As forças russas atravessaram a fronteira na sexta-feira, em uma ofensiva na direção de Lipsi e Vovchansk, duas localidades situadas, respectivamente, a 20 e 50 quilômetros ao nordeste de Kharkiv.
"O inimigo está conseguindo sucessos táticos", admitiu nesta segunda-feira o Estado-Maior ucraniano em um comunicado publicado no Facebook.
- "Horrível" -
Segundo o canal 'DeepState' do Telegram, próximo do Exército ucraniano, os russos conseguiram ocupar cerca de 70 km² em Lipsi, e 34 km² em Vovchansk.
As autoridades regionais relataram um morto e três feridos em um bombardeio em uma localidade no oeste de Kharkiv, a cerca de 30 km da área dos combates.
Na vila de Ruski Tyshky, a sete quilômetros de Lipsi, foi possível ouvir uma sequência de explosões de longe, constatou a AFP.
Katerina Stepanova, de 74 anos, foi retirada desta vila com o filho. Diversas bombas explodiram em sua rua.
"Fugi com o que estava vestindo, roupa suja [...] Felizmente, pelo menos estamos vivos. É tão horrível o que está acontecendo ali. O que estes idiotas estão fazendo? As casas estão em chamas", declarou ela à AFP em um primeiro ponto de encontro para pessoas que deixaram suas residências.

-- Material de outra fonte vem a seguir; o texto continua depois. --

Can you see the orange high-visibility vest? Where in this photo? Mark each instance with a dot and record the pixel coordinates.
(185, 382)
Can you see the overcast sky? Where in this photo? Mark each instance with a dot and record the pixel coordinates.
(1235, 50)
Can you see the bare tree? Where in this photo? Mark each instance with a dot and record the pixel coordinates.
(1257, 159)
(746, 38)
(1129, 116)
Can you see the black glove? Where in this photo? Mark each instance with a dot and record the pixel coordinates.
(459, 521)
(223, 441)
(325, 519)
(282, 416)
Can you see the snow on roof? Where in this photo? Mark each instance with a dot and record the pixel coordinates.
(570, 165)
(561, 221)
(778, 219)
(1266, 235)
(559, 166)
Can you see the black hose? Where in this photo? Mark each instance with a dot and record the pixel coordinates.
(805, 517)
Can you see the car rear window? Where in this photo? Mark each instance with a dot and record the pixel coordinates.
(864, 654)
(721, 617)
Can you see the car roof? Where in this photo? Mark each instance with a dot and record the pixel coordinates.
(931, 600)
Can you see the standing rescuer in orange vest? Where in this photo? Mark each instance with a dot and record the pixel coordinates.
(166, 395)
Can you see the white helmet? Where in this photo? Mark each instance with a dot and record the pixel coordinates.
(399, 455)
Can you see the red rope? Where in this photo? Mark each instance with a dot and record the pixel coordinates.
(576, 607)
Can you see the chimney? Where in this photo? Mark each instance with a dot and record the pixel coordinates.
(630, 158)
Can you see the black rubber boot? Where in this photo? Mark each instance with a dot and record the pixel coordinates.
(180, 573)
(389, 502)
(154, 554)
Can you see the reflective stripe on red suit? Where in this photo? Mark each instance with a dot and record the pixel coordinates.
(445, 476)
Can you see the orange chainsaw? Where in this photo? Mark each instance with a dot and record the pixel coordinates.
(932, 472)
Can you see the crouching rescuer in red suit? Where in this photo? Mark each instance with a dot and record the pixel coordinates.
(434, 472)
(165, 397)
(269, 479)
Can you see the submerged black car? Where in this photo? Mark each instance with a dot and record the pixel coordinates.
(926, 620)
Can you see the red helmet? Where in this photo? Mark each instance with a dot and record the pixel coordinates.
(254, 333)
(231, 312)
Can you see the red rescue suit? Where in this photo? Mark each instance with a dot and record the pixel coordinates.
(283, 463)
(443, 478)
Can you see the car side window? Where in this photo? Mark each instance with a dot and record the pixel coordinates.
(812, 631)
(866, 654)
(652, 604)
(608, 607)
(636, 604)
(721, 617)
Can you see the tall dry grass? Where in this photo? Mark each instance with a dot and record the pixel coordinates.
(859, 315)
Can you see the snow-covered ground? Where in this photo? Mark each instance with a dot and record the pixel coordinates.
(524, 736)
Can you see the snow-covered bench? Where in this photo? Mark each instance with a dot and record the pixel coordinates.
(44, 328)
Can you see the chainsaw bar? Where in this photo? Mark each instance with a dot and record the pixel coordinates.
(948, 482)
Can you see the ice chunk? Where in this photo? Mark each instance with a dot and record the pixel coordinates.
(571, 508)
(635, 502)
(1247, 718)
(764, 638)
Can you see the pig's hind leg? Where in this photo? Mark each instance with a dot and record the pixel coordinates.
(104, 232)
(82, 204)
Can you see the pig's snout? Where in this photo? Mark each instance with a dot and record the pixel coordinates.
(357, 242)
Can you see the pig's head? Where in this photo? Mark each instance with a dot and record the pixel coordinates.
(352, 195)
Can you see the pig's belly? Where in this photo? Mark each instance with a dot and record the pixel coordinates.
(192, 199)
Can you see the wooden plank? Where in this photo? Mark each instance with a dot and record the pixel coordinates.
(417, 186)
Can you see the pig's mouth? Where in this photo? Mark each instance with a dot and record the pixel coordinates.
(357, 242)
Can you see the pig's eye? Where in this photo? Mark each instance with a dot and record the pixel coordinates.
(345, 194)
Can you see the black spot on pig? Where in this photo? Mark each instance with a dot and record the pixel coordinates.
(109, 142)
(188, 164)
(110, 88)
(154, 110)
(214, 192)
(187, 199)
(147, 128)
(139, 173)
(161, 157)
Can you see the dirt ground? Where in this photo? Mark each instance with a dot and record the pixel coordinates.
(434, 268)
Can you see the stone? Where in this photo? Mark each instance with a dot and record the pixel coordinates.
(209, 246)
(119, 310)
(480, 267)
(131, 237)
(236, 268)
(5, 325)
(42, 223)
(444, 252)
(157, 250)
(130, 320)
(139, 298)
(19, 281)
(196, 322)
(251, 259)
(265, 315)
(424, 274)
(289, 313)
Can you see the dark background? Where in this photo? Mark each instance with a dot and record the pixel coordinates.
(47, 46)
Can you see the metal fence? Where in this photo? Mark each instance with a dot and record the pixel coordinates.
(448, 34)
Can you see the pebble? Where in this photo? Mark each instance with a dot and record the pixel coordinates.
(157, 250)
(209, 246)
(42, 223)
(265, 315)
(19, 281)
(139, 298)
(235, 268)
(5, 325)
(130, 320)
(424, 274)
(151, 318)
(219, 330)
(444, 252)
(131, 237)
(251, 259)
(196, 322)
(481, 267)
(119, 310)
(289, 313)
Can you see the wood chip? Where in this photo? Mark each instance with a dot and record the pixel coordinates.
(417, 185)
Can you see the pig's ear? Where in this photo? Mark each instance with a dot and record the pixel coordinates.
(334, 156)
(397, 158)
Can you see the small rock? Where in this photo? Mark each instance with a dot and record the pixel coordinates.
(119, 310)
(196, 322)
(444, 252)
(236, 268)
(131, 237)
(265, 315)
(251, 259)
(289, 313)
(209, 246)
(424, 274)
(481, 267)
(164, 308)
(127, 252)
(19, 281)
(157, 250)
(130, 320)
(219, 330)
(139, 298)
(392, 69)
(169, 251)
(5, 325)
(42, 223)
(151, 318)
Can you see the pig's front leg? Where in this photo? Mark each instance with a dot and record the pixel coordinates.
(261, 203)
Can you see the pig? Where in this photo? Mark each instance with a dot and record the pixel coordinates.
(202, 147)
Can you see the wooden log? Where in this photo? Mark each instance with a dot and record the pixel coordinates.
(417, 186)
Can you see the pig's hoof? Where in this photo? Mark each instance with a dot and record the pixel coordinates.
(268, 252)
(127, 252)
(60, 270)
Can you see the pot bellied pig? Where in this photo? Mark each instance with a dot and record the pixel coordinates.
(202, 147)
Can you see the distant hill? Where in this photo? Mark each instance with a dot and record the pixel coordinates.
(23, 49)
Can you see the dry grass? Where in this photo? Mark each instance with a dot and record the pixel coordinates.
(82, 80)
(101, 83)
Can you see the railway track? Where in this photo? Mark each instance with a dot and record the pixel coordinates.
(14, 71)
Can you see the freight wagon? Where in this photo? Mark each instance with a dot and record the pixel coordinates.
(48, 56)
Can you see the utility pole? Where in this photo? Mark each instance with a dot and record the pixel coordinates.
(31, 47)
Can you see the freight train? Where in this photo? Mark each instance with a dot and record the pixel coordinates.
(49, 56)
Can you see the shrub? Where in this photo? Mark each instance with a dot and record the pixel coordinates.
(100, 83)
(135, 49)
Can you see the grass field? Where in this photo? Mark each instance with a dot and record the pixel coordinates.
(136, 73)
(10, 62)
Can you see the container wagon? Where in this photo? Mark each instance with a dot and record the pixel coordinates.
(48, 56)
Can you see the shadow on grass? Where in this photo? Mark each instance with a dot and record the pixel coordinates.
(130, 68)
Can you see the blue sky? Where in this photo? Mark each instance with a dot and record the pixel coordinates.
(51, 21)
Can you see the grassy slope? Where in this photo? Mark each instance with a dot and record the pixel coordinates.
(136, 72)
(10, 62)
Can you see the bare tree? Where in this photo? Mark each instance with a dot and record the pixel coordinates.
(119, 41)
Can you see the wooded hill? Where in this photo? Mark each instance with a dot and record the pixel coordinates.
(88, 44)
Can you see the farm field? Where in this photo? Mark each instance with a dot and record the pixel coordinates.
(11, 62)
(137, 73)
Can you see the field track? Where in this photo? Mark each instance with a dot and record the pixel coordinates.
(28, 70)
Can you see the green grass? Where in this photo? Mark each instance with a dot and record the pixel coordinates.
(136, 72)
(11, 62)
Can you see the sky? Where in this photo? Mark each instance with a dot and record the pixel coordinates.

Após quatro dias de ofensiva, "não foram registrados avanços de grande escala das defesas inimigas", segundo o canal no Telegram Rybar, próximo ao Exército russo.
"Depois de limpar a zona fronteiriça 'cinzenta', as unidades de assalto russas se concentraram em penetrar os redutos e as linhas defensivas das forças armadas ucranianas", informou o canal na segunda-feira.
- Intensificação dos bombardeios -
Este avanço russo ocorre em um momento no qual o presidente Vladimir Putin destituiu seu ministro da Defesa, Sergei Shoigu, no domingo (12), após dois anos de conflito na Ucrânia.
O novo titular, o economista Andrei Belousov, não possui experiência militar, assim como Shoigu quando foi nomeado em 2012.
Com esta decisão, o presidente da Rússia se prepara para uma "guerra de longa duração [...] também contra todo o Ocidente, uma guerra contra a Otan", disse Lytvynenko nesta segunda-feira.
Já as forças ucranianas estão intensificando seus ataques na Rússia e nas áreas da Ucrânia ocupadas por Moscou, sobretudo contra infraestruturas energéticas.
Os ataques atribuídos a Kiev na zona ocupada de Luhansk (leste) e na região russa de Kursk deixaram pelo menos quatro mortos e sete feridos, segundo as autoridades russas.
A defesa ucraniana reivindicou um bombardeio contra um terminal de petróleo na região russa de Belgorod e uma subestação de energia elétrica em Lipetsk.
As autoridades russas não confirmaram o ataque a Belgorod, mas o governador de Lipetsk afirmou que uma subestação sofreu um incêndio, sem revelar detalhes ou culpar diretamente a Ucrânia.
A cidade de Krasnodon, que fica perto da fronteira com a Rússia, 45 quilômetros ao sudeste de Luhansk, a capital regional, está sob controle russo desde 2014.